Следующая я, в красном платье: во-первых, этот цвет уместен в День святого Валентина, во-вторых, я люблю быть яркой и не умею смешиваться с толпой. За мужьями можно и не охотиться, однако произвести на окружающих впечатление не помешает. Тем более что один знакомый мне красавец сенатор, возможно, захочет отметить этот праздник так же, как и мы.
За мной под руку с мужем идет Элиза.
Мария осталась дома: наверняка проклинает свой возраст и мамины правила.
Родители горделиво замыкают шествие. Замужество Элизы помогло нам войти в местное общество. На Изабеллу и меня возлагаются, вероятно, еще большие надежды.
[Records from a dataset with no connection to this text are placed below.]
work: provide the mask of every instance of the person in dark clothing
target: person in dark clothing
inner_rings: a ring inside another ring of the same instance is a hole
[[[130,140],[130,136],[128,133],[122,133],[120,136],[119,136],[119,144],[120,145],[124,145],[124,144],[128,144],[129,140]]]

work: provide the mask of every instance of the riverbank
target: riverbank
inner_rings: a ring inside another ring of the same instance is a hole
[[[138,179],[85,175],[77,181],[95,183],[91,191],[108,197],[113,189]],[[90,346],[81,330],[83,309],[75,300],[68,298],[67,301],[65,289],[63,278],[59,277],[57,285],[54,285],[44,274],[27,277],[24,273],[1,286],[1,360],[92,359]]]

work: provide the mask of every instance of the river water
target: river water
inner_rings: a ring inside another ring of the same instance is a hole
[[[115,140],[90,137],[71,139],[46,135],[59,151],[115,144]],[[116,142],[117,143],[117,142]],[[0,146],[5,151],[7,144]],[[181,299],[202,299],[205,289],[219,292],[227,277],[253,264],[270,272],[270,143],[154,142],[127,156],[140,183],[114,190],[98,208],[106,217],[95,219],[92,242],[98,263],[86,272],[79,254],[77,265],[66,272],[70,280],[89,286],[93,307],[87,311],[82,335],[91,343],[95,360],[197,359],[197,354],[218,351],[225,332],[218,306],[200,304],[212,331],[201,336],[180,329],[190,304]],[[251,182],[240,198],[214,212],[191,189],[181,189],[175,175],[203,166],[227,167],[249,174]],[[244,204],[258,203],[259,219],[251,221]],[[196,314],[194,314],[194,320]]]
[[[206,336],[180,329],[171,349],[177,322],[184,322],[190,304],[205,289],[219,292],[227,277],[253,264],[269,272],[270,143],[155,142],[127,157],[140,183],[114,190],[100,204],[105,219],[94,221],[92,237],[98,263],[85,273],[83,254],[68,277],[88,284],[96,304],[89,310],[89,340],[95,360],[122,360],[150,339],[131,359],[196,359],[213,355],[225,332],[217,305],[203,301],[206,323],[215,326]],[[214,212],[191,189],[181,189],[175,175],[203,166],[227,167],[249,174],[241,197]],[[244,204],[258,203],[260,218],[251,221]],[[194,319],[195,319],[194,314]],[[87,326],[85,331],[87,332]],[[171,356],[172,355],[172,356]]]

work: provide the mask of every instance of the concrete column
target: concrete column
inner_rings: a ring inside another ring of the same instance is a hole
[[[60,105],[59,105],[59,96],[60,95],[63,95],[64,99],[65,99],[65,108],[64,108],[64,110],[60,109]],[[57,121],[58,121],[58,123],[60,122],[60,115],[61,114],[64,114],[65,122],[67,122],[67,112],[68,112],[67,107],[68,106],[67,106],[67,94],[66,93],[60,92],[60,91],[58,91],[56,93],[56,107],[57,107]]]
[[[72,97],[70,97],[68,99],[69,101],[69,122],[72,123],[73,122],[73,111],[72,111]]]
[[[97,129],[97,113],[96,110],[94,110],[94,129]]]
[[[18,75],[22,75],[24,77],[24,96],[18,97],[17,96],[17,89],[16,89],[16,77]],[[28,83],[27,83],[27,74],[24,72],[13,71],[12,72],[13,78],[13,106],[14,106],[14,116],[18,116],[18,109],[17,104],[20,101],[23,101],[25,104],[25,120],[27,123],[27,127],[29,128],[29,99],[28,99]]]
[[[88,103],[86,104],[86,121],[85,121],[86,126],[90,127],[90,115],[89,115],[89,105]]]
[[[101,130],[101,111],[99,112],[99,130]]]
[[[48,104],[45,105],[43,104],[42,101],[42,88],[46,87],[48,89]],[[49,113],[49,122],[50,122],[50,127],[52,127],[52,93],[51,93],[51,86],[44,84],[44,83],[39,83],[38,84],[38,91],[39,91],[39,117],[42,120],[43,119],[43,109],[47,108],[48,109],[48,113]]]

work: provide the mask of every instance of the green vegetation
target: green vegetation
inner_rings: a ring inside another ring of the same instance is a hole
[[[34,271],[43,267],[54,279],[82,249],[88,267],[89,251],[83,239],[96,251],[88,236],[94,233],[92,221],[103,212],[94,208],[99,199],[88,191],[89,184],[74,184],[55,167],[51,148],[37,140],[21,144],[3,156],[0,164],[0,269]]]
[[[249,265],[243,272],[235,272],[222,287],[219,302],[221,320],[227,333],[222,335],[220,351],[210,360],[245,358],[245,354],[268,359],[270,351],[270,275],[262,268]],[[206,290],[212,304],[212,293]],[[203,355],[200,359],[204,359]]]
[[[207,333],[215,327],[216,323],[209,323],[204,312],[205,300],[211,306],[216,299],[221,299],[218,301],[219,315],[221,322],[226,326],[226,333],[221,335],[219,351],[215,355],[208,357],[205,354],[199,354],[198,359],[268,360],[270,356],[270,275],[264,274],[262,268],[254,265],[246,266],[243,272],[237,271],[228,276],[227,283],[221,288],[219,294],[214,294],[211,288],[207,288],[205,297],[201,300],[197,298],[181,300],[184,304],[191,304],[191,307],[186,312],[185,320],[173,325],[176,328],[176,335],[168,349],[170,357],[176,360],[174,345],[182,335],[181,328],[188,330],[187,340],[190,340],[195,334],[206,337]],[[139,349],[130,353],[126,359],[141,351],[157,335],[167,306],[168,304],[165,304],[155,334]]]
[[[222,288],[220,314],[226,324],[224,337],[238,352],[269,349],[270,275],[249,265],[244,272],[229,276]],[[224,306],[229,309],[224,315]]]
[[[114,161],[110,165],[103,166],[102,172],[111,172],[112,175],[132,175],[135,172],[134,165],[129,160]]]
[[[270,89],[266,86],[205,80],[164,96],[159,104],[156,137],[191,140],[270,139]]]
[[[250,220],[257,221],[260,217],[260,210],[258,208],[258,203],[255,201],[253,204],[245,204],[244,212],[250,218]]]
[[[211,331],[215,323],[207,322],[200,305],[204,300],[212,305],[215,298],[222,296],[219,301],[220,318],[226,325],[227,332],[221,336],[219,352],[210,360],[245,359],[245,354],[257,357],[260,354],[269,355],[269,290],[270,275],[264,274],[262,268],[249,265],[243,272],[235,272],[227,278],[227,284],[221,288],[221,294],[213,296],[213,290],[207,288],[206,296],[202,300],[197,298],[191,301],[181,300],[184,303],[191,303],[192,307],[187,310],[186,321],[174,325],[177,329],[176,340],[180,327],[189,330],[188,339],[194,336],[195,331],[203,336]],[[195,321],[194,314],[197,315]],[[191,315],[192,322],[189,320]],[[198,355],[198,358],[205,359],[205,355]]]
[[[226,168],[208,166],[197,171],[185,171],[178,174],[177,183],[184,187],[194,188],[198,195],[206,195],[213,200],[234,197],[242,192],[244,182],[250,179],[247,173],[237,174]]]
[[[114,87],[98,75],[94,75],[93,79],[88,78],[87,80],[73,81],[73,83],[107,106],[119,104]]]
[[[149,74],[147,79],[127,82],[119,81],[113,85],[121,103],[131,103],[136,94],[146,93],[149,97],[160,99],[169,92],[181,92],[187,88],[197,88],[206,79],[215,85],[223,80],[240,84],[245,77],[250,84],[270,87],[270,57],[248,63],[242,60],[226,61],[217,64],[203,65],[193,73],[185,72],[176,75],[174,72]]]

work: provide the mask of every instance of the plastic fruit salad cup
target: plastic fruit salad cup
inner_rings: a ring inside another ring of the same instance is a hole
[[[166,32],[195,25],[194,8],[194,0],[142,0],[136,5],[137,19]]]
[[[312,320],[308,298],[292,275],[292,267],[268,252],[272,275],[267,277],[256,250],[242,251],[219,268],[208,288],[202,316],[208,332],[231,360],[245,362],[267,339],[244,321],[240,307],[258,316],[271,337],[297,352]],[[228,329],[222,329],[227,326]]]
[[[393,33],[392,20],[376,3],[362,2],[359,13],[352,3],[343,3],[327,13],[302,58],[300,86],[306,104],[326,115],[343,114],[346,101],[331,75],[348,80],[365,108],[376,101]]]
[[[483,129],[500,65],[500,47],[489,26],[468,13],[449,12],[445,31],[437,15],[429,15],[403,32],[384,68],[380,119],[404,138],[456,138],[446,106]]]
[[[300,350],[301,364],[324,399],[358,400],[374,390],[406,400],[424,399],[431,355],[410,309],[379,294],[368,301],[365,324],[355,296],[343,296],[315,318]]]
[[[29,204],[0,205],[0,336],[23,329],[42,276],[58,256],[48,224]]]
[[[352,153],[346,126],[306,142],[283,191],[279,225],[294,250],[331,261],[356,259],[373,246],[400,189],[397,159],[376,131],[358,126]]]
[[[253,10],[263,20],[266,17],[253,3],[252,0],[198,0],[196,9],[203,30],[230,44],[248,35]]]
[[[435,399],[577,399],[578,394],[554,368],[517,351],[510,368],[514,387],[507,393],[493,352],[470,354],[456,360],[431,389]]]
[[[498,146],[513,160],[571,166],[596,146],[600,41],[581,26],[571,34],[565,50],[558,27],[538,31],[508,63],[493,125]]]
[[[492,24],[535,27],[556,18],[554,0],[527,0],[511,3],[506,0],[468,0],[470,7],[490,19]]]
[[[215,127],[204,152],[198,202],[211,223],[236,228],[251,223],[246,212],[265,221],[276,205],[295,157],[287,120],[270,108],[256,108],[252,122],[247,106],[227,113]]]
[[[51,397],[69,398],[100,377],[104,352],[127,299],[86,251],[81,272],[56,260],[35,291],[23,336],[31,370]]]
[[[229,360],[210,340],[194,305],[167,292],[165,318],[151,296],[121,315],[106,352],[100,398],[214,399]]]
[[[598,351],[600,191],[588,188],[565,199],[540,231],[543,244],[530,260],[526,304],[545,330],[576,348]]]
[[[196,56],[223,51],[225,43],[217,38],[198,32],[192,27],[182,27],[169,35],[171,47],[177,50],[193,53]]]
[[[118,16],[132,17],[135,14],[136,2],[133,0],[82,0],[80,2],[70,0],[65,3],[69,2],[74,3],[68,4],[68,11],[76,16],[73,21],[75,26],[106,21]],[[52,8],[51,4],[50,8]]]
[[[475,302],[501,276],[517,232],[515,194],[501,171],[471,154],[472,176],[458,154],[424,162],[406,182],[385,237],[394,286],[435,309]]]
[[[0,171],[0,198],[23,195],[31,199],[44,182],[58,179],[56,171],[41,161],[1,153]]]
Я по привычке обвожу толпу изучающим взглядом, как будто вхожу на враждебную территорию и должна определить, где опасность. К моему разочарованию, над макушками собравшихся не возвышается светловолосая голова Ника Престона. Но не мог же он пропустить сегодняшнее мероприятие! Я оглядываю зал еще раз: его невесты тоже не видно.
Я поворачиваюсь к Изабелле, и вдруг по позвоночнику пробегает дрожь, кровь слегка щекочет вены.
Вот он.
Едва поймав его боковым зрением, я ощутила что-то вроде укола. Теперь я медленно повернулась и смотрю прямо на него.
Не знаю, где Ник все это время был, но ни своего загара, ни непринужденной улыбки, усиливающей его обаяние, он там не потерял.
Честное слово, он даже чересчур красив.
Ник застывает на полуслове, наклоняет голову, и наши взгляды встречаются. Его улыбка становится шире, глаза на долю секунды загораются. Потом он поворачивается ко мне в профиль и снова сосредоточивает внимание на людях, которые окружили его и жадно слушают.